The following week, when announcing Omnicom results, Wren laid out the tax and regulatory issues holding up the deal. "There is no Plan B," he said. "Those things are requirements to get to the closing."
Both CEOs are now sure to face questions from shareholders over their strategy. Wall Street and the City never seemed to fully buy into the deal. The companies held four press conferences to explain its merits and yet their stocks never took off in the wake of the announcement. The proposed $500m in savings was viewed as small given the size of the tie-up, although many observers thought that the merged entity’s enormous media buying power would have bought huge savings for “Publicom” clients going forward. And the merged company would have the heft to see off – or at least compete with – the threats posed to their business from Silicon Valley giants like Google and Facebook.
Worse still, the toing and froing will not have instilled confidence on Wall Street or among both companies' big global clients. I feel that in the medium to long terms, both agency groups will be just fine, but they may be in for a rough patch, and senior heads may roll. Both groups (and their shareholders) will likely lose their appetite for mergers and acquisitions activity for the time being, but neither can afford to lick their wounds or be too cautious for too long, lest they start falling too far behind – especially Omnicom, which is seen as being “light” in digital. A swashbuckling dealmaker like Maurice Levy is unlikely to stay quiet for long – if the question of the 72-year-old’s retirement (enforced or otherwise) doesn’t come up.
But one person who will definitely be celebrating today is WPP’s CEO Sir Martin Sorrell.

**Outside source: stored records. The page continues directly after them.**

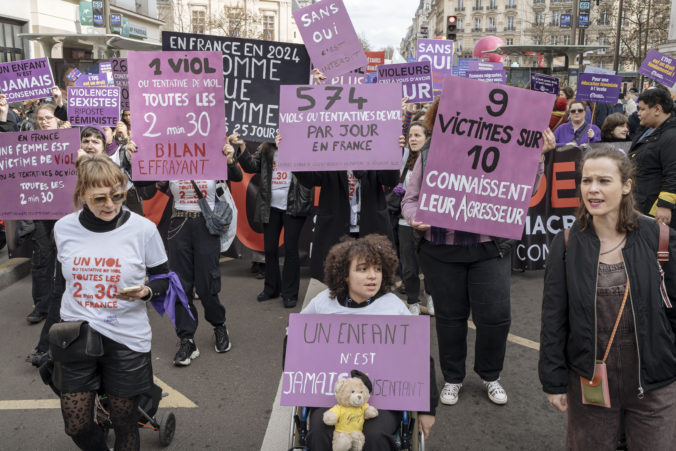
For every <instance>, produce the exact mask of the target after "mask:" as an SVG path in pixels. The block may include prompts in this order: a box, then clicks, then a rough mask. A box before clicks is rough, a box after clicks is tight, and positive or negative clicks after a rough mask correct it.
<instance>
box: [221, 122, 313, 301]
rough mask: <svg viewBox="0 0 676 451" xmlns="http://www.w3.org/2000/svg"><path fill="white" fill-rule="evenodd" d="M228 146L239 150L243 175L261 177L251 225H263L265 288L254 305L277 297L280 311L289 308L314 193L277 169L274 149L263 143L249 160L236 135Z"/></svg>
mask: <svg viewBox="0 0 676 451" xmlns="http://www.w3.org/2000/svg"><path fill="white" fill-rule="evenodd" d="M229 139H230V142H231V143H232V144H233V145H237V146H239V149H240V155H239V164H240V165H241V166H242V169H244V171H245V172H248V173H251V174H256V173H258V174H261V187H260V189H259V190H258V195H257V197H256V210H255V212H254V222H260V223H262V224H263V240H264V241H263V242H264V248H265V287H264V288H263V291H262V292H261V293H260V294H259V295H258V298H257V299H258V301H266V300H268V299H274V298H276V297H277V296H279V294H280V293H281V295H282V300H283V302H284V307H286V308H293V307H295V306H296V303H297V302H298V288H299V286H300V258H299V256H298V240H299V238H300V232H301V229H302V228H303V224H305V218H306V217H307V215H308V214H310V211H311V209H312V205H313V203H314V193H313V191H312V190H311V189H309V188H307V187H305V186H303V185H301V184H300V183H299V182H298V179H297V178H296V175H295V174H294V173H293V172H289V171H282V170H279V169H278V168H277V147H278V145H279V141H280V140H281V137H280V136H279V134H277V136H275V143H274V145H273V144H271V143H263V144H261V145H260V146H259V147H258V150H257V151H256V153H255V154H253V156H252V155H251V154H250V153H249V152H248V151H247V150H246V145H245V143H244V140H242V139H241V138H240V137H239V135H238V134H237V133H235V134H233V135H232V136H230V138H229ZM282 227H284V271H283V272H282V274H280V272H279V235H280V233H281V231H282Z"/></svg>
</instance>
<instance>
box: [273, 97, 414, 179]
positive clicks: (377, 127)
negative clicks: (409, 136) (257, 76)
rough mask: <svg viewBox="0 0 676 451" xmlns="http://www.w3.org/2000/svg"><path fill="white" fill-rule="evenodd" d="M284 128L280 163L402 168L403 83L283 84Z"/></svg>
mask: <svg viewBox="0 0 676 451" xmlns="http://www.w3.org/2000/svg"><path fill="white" fill-rule="evenodd" d="M279 133H280V135H281V136H282V142H281V144H280V147H279V152H278V154H277V164H278V166H279V168H280V169H284V170H287V171H343V170H348V169H355V170H357V169H362V170H365V169H399V168H400V167H401V150H400V149H399V146H397V145H396V144H395V143H396V142H397V137H398V136H399V135H400V134H401V87H399V86H398V85H396V84H364V85H342V86H324V85H323V86H282V87H281V91H280V101H279Z"/></svg>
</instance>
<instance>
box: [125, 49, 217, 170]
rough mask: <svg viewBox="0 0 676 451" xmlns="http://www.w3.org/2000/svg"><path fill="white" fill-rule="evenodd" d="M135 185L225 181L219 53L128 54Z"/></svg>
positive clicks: (200, 52)
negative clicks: (139, 181) (132, 128)
mask: <svg viewBox="0 0 676 451" xmlns="http://www.w3.org/2000/svg"><path fill="white" fill-rule="evenodd" d="M127 61H128V63H129V67H133V68H134V70H132V71H130V72H129V96H130V97H129V98H130V103H131V116H132V117H133V118H134V142H135V143H136V144H137V145H138V149H139V150H138V152H137V153H136V154H134V158H133V160H132V174H133V175H134V180H194V179H206V180H222V179H225V178H226V177H227V174H228V170H227V169H228V168H227V159H226V158H225V156H224V155H223V153H222V149H223V145H224V144H225V117H224V116H223V110H224V108H225V106H224V104H223V76H222V75H221V74H222V72H223V63H222V59H221V54H220V53H218V52H180V53H176V52H129V53H128V55H127Z"/></svg>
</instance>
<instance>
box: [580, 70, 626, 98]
mask: <svg viewBox="0 0 676 451" xmlns="http://www.w3.org/2000/svg"><path fill="white" fill-rule="evenodd" d="M620 89H622V76H620V75H605V74H595V73H586V72H585V73H583V74H580V77H579V78H578V80H577V92H576V93H575V98H576V99H577V100H585V101H588V102H603V103H613V104H614V103H617V99H618V97H619V96H620Z"/></svg>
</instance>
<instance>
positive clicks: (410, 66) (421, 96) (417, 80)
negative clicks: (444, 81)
mask: <svg viewBox="0 0 676 451" xmlns="http://www.w3.org/2000/svg"><path fill="white" fill-rule="evenodd" d="M377 73H378V83H401V85H402V91H403V92H402V96H403V97H408V103H414V102H431V101H432V100H434V96H433V94H432V68H431V67H430V63H429V61H424V62H422V63H403V64H387V65H384V66H378V72H377Z"/></svg>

Not only has his group retained its crown as the world’s biggest advertising and marcomms network, but his decision not to be panicked into seeking a mega-merger or buyout of his own (IPG was a target many commentators mooted), instead continuing to pursue a strategy of organic growth, has been proved absolutely correct.
But then again, Sir Martin is probably adland’s most astute operator, and at a macro level at least, he is rarely wrong. In an interview with US trade paper Advertising Age this morning, he said he was unsurprised by the merger’s collapse.
“I don't think it was a surprise. It was probably somewhat surprising that it came so quickly,” he said, adding that he thought the merger would be beset with “clunky structures and regulatory issues". He added: "It caused strains with clients and with people internally. All of that comes to pass. Their eyes were bigger than their tummy.”
In other words, while it looked impressive on paper, it was just too big to work in the real world.
So does this mean that there will be no more mergers – or proposed mergers – of this scale? For the time being, at least – but the pressure on agencies from global clients to cut costs will continue, and consolidation is one way of dealing with this. Large-scale mergers will have to be planned with military precision and have clear strategic goals, otherwise they will fail. Vanity, sentiment, or a desire to be “the biggest” won’t convince anyone.
I’ll leave you with a parting thought: shares in WPP and IPG have climbed 8.7 per cent and 10.0 per cent, respectively, since Publicis and Omnicom announced their proposed merger last July. Perhaps the merger was always doomed to fail, because hardly anyone believed in it.
Once the dust clears, I’m sure this is a subject we’ll return to.
Tony Walford is a partner at Green Square, corporate finance advisors to the media and marketing sector.